Rhona didn’t buy this. More likely Lena had erased ones she didn’t like, and that’s how Ivan had found out what she was doing.
“We’ll have a look at his computer.”
“Good luck. He took it. Maybe it’s at his father’s house.”
They hadn’t seen a computer or a laptop in his apartment. They’d have to follow up on this lead. “Show us his room, but first tell us about his problems with his father?”
“His father was the be-all and end-all for Ivan. He craved Curt’s love and approval.”
“Did he tell you he was going to George Brown College?”
“I knew nothing, and I was his mother. He told me nothing, shut me out of his life. I only wanted the best for him. Why do sons do that? Tomas doesn’t tell me anything either.” Lena jerked to her feet, sending the bench crashing. She didn’t pick it up. Instead, she motioned to them to follow her. “Come upstairs. I guarantee that his room will tell you nothing.” She pointed at them. “Nothing. I keep using that word. My son was a mystery—a big zero—a nothing.” She strode from the room.
They followed her upstairs and along a hall to the only door that sported an unlocked padlock dangling from a latch.
“Is the lock new?”
“He installed it a week before he left.” She straightened. “Of course I had to intervene. In case of fire, I insisted on having a key.”
Which rather defeated the purpose. No wonder he’d moved out.
The room resembled a monk’s cell.
“Please don’t come in here or allow anyone else to do so until we’ve checked everything out.” Rhona said.
“Help yourself. If
you find anything that tells you about my son, it will surprise me.” Lena nodded dismissively. “Poor Ivan. Whoever killed him deserves to suffer pain like he did. Can you imagine his panic, his horror when he realized his brakes wouldn’t work? We don’t execute killers any more— maybe we should. Or maybe we should mete out justice ourselves.” Her eyes narrowed. “I’m capable of doing that. I would enjoy watching his killer suffer like my poor boy did.
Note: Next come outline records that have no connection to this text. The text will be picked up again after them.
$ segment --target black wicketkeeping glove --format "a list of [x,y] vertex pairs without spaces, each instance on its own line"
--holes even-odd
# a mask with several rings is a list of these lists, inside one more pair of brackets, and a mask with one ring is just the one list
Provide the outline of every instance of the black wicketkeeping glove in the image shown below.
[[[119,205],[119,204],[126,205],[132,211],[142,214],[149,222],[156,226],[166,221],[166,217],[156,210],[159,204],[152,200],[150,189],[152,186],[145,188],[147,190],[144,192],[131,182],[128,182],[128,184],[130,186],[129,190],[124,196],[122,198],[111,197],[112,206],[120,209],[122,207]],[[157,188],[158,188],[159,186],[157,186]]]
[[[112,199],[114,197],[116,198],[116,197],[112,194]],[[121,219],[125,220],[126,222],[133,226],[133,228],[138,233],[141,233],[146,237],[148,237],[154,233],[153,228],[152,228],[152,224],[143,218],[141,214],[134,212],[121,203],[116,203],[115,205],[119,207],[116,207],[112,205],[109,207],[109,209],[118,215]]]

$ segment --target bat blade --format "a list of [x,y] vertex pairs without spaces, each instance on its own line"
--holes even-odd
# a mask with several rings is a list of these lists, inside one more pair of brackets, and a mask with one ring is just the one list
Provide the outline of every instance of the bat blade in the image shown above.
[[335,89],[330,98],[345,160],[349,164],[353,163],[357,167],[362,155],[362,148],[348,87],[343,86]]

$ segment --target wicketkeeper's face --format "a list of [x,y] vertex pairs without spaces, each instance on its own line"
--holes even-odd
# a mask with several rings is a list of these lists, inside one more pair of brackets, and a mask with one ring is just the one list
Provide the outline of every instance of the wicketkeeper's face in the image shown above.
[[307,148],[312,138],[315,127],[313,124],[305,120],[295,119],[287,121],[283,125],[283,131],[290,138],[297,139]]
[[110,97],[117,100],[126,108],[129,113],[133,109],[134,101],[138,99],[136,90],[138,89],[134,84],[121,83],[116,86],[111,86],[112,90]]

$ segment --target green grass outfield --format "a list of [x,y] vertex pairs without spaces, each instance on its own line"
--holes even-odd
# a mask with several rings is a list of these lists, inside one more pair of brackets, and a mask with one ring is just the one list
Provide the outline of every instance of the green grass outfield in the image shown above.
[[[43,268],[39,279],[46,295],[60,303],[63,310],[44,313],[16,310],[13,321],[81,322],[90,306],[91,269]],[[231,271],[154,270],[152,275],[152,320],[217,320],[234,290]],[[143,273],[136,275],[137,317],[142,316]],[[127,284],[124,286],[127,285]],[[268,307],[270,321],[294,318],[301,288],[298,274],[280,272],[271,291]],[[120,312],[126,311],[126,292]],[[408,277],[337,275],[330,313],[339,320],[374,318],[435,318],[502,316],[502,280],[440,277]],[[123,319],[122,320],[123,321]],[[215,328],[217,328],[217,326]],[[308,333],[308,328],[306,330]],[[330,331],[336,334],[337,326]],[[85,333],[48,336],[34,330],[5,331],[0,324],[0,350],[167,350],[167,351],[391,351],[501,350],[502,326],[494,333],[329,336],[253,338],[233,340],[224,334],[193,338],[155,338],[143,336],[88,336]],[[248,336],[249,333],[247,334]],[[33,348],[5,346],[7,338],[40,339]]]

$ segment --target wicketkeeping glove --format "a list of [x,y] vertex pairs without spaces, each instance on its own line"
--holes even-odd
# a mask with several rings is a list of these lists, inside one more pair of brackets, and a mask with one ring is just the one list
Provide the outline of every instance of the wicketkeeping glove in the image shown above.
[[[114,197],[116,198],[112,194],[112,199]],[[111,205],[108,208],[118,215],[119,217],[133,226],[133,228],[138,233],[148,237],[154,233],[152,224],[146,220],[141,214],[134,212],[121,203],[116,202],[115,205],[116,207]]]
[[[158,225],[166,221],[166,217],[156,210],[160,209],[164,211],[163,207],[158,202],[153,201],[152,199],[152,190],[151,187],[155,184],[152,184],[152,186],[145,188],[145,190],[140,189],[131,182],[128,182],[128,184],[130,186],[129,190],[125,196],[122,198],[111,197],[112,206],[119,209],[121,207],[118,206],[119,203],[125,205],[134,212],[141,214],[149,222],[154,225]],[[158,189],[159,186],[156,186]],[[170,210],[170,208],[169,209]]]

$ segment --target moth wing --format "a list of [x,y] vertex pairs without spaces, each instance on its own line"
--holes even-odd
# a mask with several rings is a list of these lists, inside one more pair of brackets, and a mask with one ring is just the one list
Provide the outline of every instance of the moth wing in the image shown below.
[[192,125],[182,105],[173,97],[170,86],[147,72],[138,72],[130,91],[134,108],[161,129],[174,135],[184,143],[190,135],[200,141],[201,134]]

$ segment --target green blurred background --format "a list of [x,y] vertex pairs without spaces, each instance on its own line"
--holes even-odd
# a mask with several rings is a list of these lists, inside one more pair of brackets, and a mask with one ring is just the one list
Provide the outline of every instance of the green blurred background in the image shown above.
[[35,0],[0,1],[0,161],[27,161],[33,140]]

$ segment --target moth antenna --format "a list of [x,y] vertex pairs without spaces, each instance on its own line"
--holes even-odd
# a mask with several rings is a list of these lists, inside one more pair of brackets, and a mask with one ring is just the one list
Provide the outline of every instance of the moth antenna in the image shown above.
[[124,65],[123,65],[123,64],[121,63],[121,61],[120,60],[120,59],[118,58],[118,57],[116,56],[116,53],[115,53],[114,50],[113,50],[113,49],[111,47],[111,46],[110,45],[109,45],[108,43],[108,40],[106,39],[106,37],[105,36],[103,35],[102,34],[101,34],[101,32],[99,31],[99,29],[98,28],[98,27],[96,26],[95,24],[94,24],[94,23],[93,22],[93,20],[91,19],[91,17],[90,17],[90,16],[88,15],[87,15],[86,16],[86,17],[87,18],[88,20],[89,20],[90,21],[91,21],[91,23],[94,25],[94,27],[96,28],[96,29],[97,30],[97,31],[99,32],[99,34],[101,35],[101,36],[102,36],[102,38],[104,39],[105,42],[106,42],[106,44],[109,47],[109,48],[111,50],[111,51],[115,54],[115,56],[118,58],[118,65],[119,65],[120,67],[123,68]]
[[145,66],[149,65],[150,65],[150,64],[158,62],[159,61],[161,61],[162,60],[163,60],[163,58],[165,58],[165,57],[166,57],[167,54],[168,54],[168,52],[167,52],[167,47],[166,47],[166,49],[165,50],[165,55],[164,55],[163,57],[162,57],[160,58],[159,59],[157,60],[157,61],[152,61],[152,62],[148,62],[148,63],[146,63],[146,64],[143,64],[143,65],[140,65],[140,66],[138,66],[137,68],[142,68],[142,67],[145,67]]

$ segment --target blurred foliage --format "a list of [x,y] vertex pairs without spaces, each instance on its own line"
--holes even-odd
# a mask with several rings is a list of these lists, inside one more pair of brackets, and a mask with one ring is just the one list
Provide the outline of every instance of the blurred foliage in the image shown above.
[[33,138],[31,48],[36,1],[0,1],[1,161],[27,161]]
You’d better find him before I do, or don’t hold me responsible for what I’ll do.”
Four
After they’d spoken to Lena, Rhona and Zee Zee returned to the Hartmans’ to interview each family member individually. They began with Curt. He escorted them to the family room, casually furnished in yellow and cream. A bowl of red apples on the glass and brass coffee table added a splash of colour. Inside, he positioned himself beside a wing chair upholstered in mustard yellow corduroy and waved them to the sofa.
Rhona knew better. She was too short. The sofa would suck her down like quicksand or leave her perched uncertainly, unable to lean back because of the seat’s depth. A leather desk chair on casters provided an alternative. She rolled it to face Curt. Zee Zee, close to six feet tall and in no danger of being mired in the sofa, relaxed against the cushions and prepared to make notes.
“Have you identified any of Ivan’s enemies?” Rhona said.
“No. Or friends either. He was a lone wolf.” He shrugged. “Not a true wolf—that implies strength and fierceness. He had neither—he was a loner.” He extended his legs and examined his shoes before he said, “I like my house shipshape. Like it to run well. No upsets. On an even keel.” He smiled faintly. “I’m a sailor. Nautical terms explain things. Until now, Ivan never rocked the boat.”
Sounded like navy or army boot camp. The house revolved around Curt and his needs, and he resented the rough water stirred up by his son’s murder. Talk about egocentric.
“We’re covering all bases. Because you had similar motorcycles, you or your son Tomas may have been the intended victim. Can you name anyone with a motive to kill you?”